Note: I don't know if this code is 100% right {x[⍵;]⊂y}¨⍳≢x←11 1‼≢y, than it seems {⍺,(k↓⍵),2÷⍨⍵[⍳k←⌊2÷⍨≢⍵]} make what I imagine and this {⍺,(k↓⍵),⍵[⍳k←⌊2÷⍨≢⍵]÷2} make something different.

Test:

  f←{⌊/+/¨+/¨¨⍺{⍺,(k↓⍵),2÷⍨⍵[⍳k←⌊2÷⍨≢⍵]}¨¨{x[⍵;]⊂y}¨⍳≢x←11 1‼≢y←⍵[⍋⍵]}
  6  f 20
26
  6  f 20 30 
46
  2  f 10 20 30 40 50 60 70 80
288
  5  f 16 30 18 10 14 12 20 28
126

Python 3.10, more_itertools, 146 bytes

The solution uses the external library more_itertools. It can be installed with the command pip install more-itertools.
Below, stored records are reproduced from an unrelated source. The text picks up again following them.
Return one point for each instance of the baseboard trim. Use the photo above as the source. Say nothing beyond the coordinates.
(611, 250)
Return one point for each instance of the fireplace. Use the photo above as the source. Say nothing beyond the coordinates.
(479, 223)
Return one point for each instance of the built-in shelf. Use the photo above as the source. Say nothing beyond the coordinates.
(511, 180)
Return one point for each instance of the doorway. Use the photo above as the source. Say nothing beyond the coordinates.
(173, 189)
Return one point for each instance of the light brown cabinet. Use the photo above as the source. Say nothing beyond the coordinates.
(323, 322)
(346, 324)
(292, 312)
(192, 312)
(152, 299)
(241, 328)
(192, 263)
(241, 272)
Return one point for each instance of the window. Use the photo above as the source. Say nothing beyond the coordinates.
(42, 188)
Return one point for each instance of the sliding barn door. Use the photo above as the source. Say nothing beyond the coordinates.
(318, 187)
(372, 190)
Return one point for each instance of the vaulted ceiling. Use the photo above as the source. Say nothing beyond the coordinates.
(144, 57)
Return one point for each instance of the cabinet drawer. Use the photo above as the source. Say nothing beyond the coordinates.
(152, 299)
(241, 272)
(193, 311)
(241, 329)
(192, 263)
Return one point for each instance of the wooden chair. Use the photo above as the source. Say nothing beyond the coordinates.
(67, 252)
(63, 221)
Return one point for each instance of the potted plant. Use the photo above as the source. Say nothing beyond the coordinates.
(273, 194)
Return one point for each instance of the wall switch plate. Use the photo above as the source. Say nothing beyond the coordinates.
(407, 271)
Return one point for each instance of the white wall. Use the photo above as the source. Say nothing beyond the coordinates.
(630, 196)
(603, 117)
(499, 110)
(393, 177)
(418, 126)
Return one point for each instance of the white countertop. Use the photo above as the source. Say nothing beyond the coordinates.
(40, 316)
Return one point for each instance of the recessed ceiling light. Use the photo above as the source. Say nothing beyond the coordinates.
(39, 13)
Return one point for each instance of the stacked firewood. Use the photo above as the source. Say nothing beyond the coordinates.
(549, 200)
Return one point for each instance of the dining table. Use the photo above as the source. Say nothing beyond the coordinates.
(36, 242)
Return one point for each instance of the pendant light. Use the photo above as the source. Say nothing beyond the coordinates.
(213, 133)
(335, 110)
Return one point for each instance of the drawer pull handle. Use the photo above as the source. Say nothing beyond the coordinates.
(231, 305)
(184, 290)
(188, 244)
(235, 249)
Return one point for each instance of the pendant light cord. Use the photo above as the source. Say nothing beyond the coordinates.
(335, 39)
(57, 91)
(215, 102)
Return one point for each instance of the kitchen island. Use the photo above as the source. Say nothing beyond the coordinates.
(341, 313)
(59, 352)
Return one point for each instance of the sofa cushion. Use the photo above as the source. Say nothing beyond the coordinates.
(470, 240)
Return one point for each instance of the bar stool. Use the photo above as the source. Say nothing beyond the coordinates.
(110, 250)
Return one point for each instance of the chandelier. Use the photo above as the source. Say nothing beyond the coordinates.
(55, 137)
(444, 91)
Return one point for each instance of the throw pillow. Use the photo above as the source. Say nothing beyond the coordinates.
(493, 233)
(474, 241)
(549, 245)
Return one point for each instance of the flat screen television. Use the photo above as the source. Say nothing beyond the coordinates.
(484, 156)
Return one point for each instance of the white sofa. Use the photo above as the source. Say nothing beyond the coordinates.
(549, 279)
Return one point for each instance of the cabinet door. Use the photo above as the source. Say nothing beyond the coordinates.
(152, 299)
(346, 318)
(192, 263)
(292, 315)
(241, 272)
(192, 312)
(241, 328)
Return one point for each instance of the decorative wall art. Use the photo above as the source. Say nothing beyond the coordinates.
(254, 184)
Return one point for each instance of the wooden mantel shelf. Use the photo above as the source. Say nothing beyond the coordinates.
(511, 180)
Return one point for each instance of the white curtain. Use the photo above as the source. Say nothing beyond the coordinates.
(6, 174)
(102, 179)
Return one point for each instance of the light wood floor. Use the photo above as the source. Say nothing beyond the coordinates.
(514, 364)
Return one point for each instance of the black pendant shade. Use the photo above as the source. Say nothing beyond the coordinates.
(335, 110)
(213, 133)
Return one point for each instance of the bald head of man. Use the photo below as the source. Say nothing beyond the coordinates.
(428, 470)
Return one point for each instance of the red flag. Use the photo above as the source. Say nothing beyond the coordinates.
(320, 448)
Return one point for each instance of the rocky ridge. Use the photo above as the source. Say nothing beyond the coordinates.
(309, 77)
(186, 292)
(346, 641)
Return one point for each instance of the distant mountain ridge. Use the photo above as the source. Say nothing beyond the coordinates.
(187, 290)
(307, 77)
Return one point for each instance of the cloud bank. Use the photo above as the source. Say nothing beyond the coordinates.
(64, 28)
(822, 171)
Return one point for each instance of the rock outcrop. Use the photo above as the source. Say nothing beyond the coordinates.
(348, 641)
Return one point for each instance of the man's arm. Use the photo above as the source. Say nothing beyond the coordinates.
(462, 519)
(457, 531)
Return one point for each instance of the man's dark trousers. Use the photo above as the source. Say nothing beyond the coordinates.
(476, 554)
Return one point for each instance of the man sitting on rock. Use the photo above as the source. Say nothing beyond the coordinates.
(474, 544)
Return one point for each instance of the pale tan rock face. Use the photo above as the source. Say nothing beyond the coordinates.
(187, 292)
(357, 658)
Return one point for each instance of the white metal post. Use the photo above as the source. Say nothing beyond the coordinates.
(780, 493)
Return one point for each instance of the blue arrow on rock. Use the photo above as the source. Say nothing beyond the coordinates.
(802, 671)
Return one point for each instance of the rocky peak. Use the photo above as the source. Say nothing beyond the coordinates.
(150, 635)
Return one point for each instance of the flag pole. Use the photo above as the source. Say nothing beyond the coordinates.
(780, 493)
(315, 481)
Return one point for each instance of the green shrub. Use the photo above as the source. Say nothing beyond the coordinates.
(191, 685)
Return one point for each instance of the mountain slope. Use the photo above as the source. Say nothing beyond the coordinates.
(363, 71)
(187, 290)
The lambda function takes as input arguments the list of pizza prices and the delivery fee; it returns the minimum total cost.

from more_itertools import*
f=lambda p,s:min([sum(s+sum(sorted(o)[:len(o)//2])/2+sum(sorted(o)[len(o)//2:])for o in g)for g in set_partitions(p)])

Try it online! with the library original source code, thanks to @tata. Here are the results for the test cases:

6 [20] -> 26.0 True
6 [20, 30] -> 46.0 True
6 [20, 20] -> 36.0 True
12 [20, 2200] -> 2222.0 True
6 [20, 30, 40] -> 86.0 True
6 [20, 30, 60] -> 106.0 True
6 [20, 40, 60] -> 112.0 True
6 [20, 30, 40, 50] -> 121.0 True
6 [20, 30, 60, 70] -> 152.0 True
4 [20, 30, 20, 20, 30] -> 103.0 True
4 [30, 30, 20, 20, 30] -> 113.0 True
5 [88, 88, 88, 88, 8, 8] -> 286.0 True
5 [20, 20, 20, 20, 20, 20, 20] -> 115.0 True
100 [10, 20, 10, 20, 10, 20, 10, 20] -> 200.0 True
2 [10, 20, 30, 40, 50, 60, 70, 80] -> 288.0 True
5 [16, 30, 18, 10, 14, 12, 20, 28] -> 126.0 True

Haskell, 174 161 144 bytes

import Data.List
d%x=d+sum x-sum(take(length x`div`2)x)/2
f d=minimum.map(sum.map(d%)).p.sort
p(x:y)=(([x]:)<$>p y)++[(x:a):b|a:b<-p y]
p _=[[]]

The operative function is f, which takes the delivery fee and then the list of pizza prices.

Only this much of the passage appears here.